I very much agree that kubernetes is useful in an environment that doesn’t need to scale, but do tell how it enables consolidated logging and monitoring, since my medium/small shop is spending quite some time setting up our own infrastructure for it.
Installing a managed log ingestor is stupidly easy in Kubernetes. For example, on GCP here's the guide to getting it done [1]. Two kubectl commands, and you get centralized logging across hundreds of nodes in your cluster and thousands of containers within them. Most other platforms (like Datadog) have similar setups.
Infrastructure level monitoring is also very easy.

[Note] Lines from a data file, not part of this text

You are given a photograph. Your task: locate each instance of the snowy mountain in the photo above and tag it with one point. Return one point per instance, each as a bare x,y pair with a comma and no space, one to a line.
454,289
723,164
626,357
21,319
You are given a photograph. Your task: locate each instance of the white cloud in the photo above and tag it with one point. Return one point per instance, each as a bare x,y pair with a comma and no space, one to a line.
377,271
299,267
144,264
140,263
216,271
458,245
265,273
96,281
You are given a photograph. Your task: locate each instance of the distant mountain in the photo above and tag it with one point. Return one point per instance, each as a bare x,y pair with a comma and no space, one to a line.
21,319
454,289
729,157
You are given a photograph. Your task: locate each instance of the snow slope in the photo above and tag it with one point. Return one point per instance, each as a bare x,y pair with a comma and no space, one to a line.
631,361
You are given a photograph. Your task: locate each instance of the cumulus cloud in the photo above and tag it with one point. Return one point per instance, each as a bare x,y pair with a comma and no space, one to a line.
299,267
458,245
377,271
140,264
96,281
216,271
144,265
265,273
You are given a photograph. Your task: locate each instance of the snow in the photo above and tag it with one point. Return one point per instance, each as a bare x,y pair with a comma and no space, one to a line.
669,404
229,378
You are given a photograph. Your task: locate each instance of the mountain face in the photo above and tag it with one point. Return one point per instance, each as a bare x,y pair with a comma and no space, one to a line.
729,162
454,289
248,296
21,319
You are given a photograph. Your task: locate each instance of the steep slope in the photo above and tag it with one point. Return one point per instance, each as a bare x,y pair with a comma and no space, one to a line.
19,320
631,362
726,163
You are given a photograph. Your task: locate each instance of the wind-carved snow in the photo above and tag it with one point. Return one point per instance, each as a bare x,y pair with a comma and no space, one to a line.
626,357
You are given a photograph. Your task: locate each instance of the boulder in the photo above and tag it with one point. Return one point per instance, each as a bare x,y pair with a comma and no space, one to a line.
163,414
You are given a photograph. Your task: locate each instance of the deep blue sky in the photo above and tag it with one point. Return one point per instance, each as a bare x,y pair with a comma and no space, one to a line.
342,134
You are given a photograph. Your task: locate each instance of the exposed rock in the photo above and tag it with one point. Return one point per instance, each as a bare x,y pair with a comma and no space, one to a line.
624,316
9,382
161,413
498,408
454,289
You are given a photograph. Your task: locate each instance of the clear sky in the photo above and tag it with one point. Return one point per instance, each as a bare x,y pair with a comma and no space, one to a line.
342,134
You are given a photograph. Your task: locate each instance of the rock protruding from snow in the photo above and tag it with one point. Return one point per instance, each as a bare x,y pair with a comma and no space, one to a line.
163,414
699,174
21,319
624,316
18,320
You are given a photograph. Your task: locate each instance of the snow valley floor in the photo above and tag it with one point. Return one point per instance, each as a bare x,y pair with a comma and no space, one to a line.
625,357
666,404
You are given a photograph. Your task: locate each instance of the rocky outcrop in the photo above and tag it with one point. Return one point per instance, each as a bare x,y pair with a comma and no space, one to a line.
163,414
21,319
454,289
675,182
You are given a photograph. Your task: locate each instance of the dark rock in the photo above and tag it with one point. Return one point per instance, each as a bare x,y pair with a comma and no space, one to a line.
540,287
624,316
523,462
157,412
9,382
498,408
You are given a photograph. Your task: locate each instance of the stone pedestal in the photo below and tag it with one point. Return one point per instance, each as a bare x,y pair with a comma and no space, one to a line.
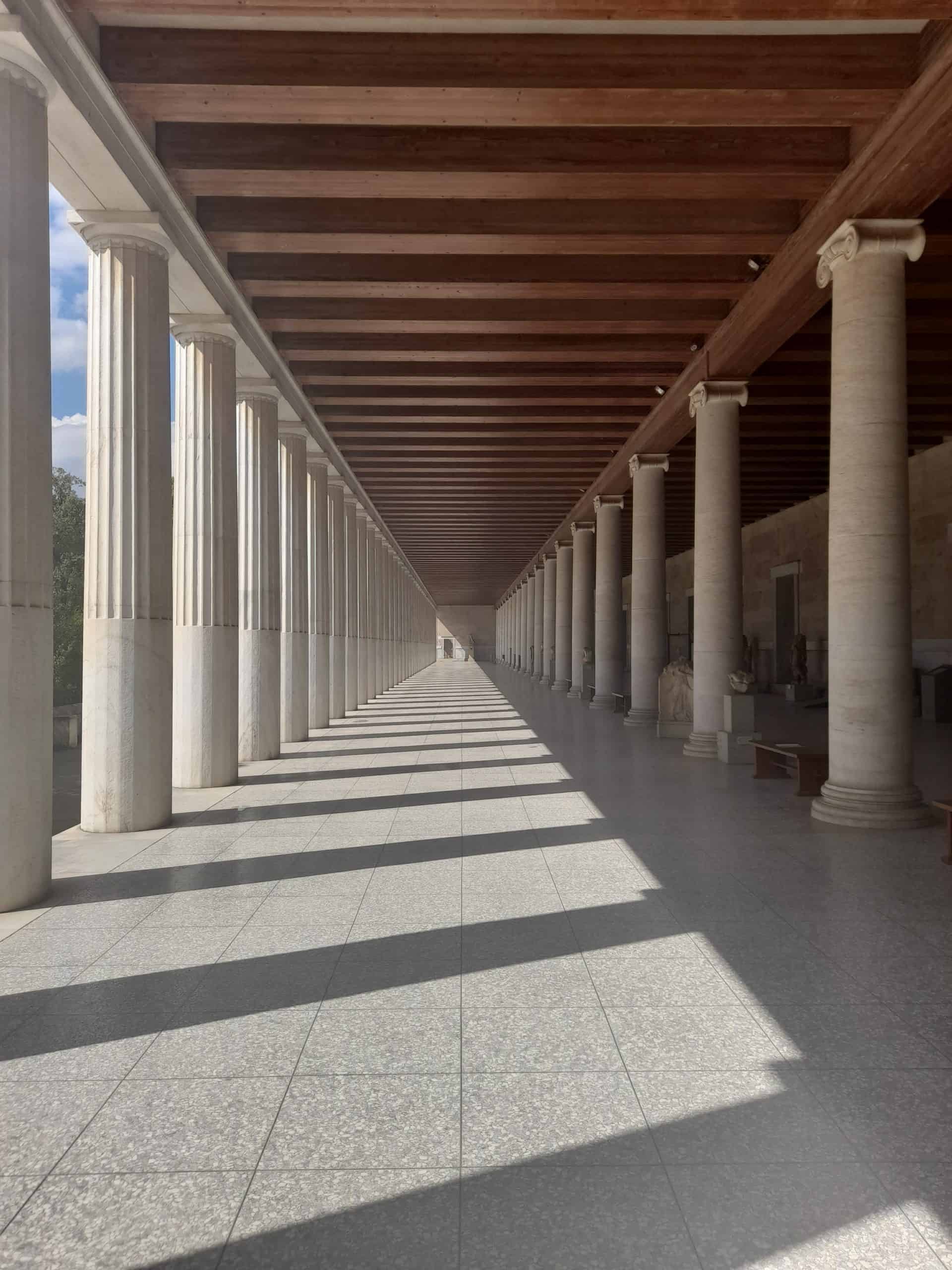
870,780
295,652
610,644
649,607
259,573
205,561
127,622
719,635
318,595
564,619
26,525
338,596
583,602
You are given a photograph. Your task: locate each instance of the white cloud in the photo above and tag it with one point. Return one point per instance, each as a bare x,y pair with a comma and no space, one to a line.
67,252
67,336
70,444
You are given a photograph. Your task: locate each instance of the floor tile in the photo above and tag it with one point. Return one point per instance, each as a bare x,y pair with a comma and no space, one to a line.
347,1042
538,1040
700,1118
178,1126
122,1223
678,1039
572,1218
796,1217
39,1121
579,1118
367,1122
355,1219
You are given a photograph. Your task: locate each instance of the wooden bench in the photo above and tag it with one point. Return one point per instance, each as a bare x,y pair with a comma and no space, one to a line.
946,806
776,760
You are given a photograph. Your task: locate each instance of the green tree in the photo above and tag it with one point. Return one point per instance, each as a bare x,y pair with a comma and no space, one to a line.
69,550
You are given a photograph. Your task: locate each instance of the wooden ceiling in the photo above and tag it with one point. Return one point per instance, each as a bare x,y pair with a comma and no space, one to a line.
493,258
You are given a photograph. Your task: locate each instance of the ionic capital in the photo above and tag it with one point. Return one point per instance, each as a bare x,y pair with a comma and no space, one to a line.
640,461
709,391
103,229
869,238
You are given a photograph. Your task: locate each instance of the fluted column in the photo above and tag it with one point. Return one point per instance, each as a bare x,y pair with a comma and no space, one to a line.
538,620
549,622
610,638
719,607
205,559
338,596
361,606
583,601
564,618
259,572
127,613
293,469
26,522
318,595
870,785
352,607
371,610
649,586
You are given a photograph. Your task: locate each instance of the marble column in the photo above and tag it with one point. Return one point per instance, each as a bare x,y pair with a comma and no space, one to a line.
318,595
352,606
259,572
538,611
362,633
563,618
338,595
719,606
26,524
583,602
205,559
371,610
549,623
648,609
870,784
295,652
127,622
610,629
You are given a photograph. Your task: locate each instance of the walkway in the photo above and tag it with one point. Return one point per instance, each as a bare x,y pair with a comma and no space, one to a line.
481,980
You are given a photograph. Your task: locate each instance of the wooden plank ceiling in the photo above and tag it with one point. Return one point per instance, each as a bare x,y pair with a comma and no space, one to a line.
488,255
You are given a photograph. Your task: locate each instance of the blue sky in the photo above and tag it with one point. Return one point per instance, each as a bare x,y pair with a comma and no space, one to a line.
67,333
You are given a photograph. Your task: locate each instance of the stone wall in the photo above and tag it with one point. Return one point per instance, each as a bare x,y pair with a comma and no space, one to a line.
800,535
466,620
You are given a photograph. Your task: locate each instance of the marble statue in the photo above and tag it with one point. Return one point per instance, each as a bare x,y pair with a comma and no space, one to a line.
676,693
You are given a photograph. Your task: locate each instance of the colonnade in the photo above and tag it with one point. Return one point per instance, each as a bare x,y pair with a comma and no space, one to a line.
870,618
262,601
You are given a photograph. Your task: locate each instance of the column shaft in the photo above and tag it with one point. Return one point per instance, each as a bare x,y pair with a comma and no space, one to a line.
719,606
318,595
870,620
26,525
205,562
294,583
583,636
610,632
649,587
564,618
259,577
338,602
127,622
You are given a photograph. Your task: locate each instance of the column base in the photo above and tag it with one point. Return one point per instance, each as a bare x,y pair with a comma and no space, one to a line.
701,745
871,810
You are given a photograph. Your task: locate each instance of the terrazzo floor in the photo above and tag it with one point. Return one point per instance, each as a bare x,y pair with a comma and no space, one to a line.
477,978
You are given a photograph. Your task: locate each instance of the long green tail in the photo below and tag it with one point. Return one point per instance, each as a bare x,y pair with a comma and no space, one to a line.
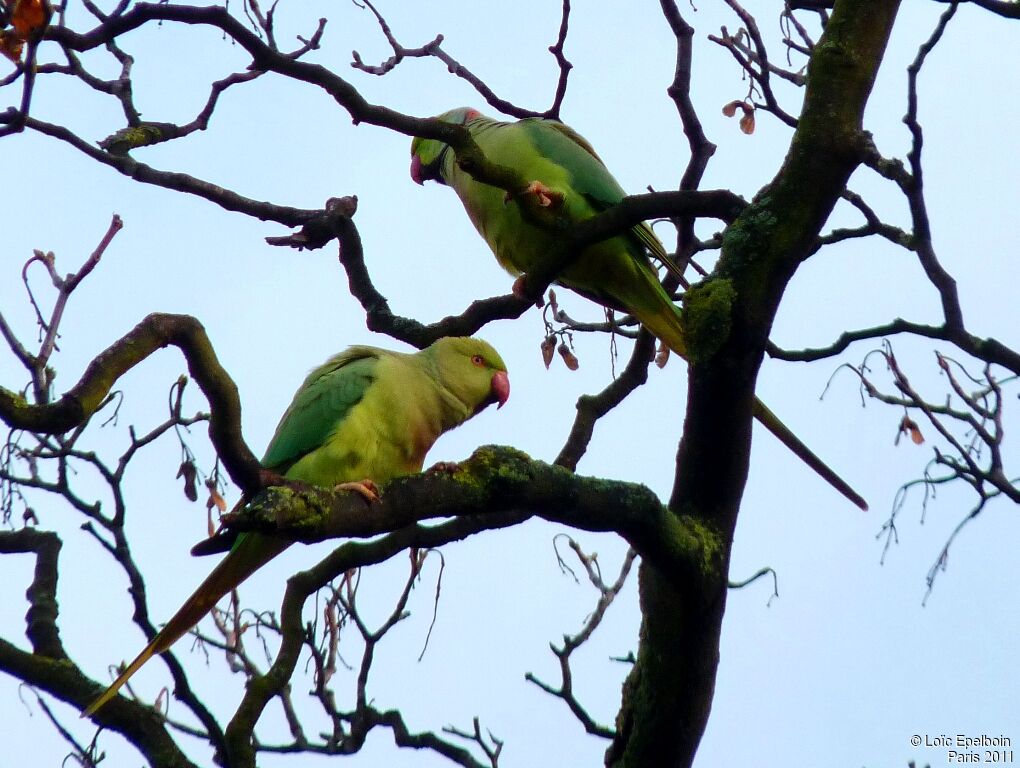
669,331
251,552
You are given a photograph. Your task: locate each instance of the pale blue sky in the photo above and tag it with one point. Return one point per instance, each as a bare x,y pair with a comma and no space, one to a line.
842,670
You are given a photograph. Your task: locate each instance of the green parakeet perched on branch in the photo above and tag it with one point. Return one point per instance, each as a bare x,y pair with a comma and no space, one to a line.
565,175
363,417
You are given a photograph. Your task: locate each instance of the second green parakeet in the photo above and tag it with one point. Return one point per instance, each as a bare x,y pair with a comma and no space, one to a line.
364,416
564,173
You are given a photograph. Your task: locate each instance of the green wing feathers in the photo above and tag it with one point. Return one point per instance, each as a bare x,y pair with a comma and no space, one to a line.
616,272
364,414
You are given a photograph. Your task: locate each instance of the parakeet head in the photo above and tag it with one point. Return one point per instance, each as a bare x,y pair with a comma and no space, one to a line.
427,154
471,370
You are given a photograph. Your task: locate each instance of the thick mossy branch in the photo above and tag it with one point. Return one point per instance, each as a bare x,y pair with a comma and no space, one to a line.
157,330
493,481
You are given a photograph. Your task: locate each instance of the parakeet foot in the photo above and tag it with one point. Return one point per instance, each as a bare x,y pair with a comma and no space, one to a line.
444,466
366,488
546,196
518,290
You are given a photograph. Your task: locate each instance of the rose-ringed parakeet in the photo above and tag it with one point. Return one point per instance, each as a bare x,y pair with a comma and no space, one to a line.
565,174
364,416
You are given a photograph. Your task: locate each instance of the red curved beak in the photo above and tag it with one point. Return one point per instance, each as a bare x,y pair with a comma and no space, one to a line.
501,388
416,170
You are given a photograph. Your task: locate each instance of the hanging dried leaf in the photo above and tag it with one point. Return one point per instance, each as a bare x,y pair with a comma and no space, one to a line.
748,122
214,500
909,426
189,471
568,357
662,356
11,45
30,16
548,348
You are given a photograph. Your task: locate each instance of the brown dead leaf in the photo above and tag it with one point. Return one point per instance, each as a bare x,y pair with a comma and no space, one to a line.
909,426
548,348
29,16
189,471
662,356
214,500
568,357
11,45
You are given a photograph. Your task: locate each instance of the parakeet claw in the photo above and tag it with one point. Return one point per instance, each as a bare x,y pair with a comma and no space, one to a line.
445,466
366,488
546,196
517,289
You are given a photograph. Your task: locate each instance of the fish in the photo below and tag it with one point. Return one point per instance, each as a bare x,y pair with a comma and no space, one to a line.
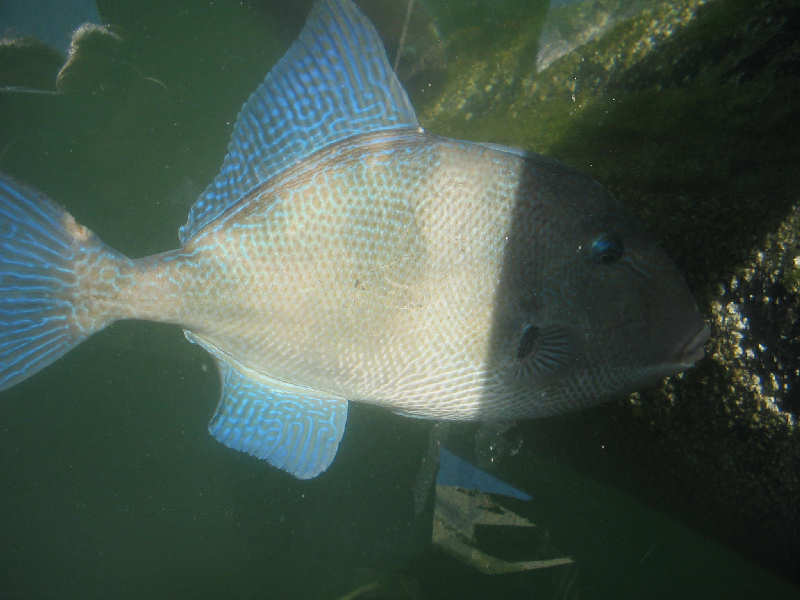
345,254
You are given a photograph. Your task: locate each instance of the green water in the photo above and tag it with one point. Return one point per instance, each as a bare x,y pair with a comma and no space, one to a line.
111,485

For example, if you're on Datadog, you flip KUBERNETES=true as an environment variable in the datadog agent, and you'll instantly get events for stopped containers, with stopped reason (OOM, evictions, etc), which you can configure granular alerting on.
Let's say you're in a service-oriented environment and you want detailed network-level metrics between services (request latency, status codes, etc). No problem, two commands and you have Istio [2]. Istio has Jaeger built-in for distributed tracing, with an in-cluster dashboard, or you can export the OpenTracing spans to any service that supports OpenTracing. You can also export these metrics to Datadog or most other metrics services you use.
I will admit that these things are slightly easier Kubernetes, my original point was mostly just to say that Kubernetes itself doesn't really provide any of these things in meaningful ways - you just described a bunch of separate, nontrivial systems, that solve many but not all logging/monitoring needs.
I run a Filebeat container with privileges to read stdout/stderr of all other pods, which then forwards to ElasticSearch. (https://www.elastic.co/guide/en/beats/filebeat/master/runnin...). It's fairly straight forward, then Kibana + Watcher can ship alters to PagerDuty based on log patterns / queries / limits, etc. I think Watcher is open-source/free now?
I also have Prometheus + grafana, which similarly collects lots of stats from around the cluster, but I'm fairly sure I'm the only person who uses that dashboard, since the only things hooked up to Prometheus are databases and such, no internal applications (yet!).
Being able to aggregate stdout/stderr across dozens of machines previously would have cost either a lot of Chef setup time or a contract with some provider. Now I get a fairly straight forward open-source stack that can be refined over time, and the yaml re-used very easily in any cluster. Plus, the metadata collected from Kubernetes about each log line is extremely useful (For example, out of the box you can query by Kubernetes labels for your graphs etc)
We are. I guess I wouldn’t consider that enough for our purposes. Actually retaining and alerting on logs, or alerting on anything for that matter is not out of the box unless I’m missing something.
The typical approach is to setup Fluentd for logging. You set it up as a daemonset, and have it mount /var/docker from the host. That gives it access to all container logs, which you then stream to your desired store.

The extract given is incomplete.